Но ландграф ничего не видел, кроме белой стены, и сказал про себя: «Пусть я шлюхин сын буду, а так-таки ничего не вижу, кроме белой стены». Однако он сказал (приличия ради): «Любезный мастер, нам все это очень понравилось, но у нас нет достаточно познаний, чтобы оценивать это», — и вышел из зала.
Как только хитрый ландграф пришел к своей супруге, она его спросила: «Ах, государь, что же рисует ваш свободный художник? Ведь вы это видели. Как понравилась вам его работа? Я плохо верю в него, он похож на плута».
Государь сказал: «Милая супруга, мне его работа изрядно понравилась, он делает ее на совесть».
«Милостивейший государь, — сказала она, — нельзя ли и нам поглядеть?» — «Можно, если мастер не против».
Тогда она велела позвать Уленшпигеля и пожелала тоже осмотреть его картины. Уленшпигель сказал ей точно так же, как государю: незаконнорожденный не может увидеть его работу. И вот графиня пошла в зал с восьмью фрейлинами и своей шутихой. Уленшпигель опять отодвинул полотно и объяснил госпоже родословную ландграфов, указывая на стенке кусок за куском. Но графиня с ее девицами как воды в рот набрали — никто не хвалил и не хулил картину. Каждой из них горько было, что она незаконнорожденная по вине отца или матери.
Под конец дурочка встала и сказала: «Милый мастер, пусть меня хоть всю жизнь кличут шлюхиной дочерью, я не вижу картин».
Уленшпигель тут подумал: «Плохо для меня будет, коли дураки начнут правду говорить, тогда мне действительно придется скитаться». И он поднял шутиху на смех.
Между тем графиня пошла из зала и вернулась к супругу. А он спросил, как ей понравились картины. Она отвечала ему и сказала так: «Милостивейший государь, мне понравилось все, так же, как и вашей милости. А вот нашей дурке не понравилось. Она говорит, что не видит никакой картины. Также и фрейлины обеспокоены, нет ли тут мошенничества».

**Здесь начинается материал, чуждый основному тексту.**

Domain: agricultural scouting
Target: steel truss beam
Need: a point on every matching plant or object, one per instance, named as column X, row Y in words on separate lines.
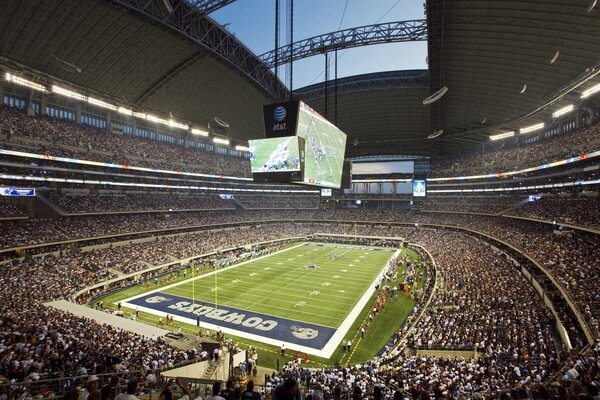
column 390, row 32
column 211, row 38
column 418, row 79
column 208, row 6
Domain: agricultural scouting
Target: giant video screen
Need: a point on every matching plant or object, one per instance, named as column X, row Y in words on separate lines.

Это задело государя за живое, он начал думать, не обманут ли он, однако велел передать Уленшпигелю, чтобы тот поторопился с заказом: весь двор желает посмотреть его работу. Государь собирался таким образом узнать, кто из его рыцарей рожден в законном браке, а кто незаконнорожденный — последние должны были лишиться наследственных ленов. [54]
Тогда Уленшпигель пошел к своим подмастерьям, рассчитал их, и потребовал у казначея еще сто гульденов, и получил их, и ушел оттуда.
На другой день маркграф осведомился о своем художнике, но тот исчез. Тогда государь пошел в зал со своей свитой, попытать, не увидит ли кто-то из них что-либо нарисованное, но никто йе мог сказать, что он что-нибудь видит. И так как они все молчали, граф сказал: «Ну, теперь мы ясно видим, что мы обмануты. Мысль об Уленшпигеле никогда меня не заботила, однако он взял да и пришел к нам. Потерю двухсот гульденов мы, конечно, переживем, но он был и останется плутом, так пусть избегает нашего княжества».
Таким образом, Уленшпигель покинул Марбург и с тех пор больше уж не хотел заниматься художеством.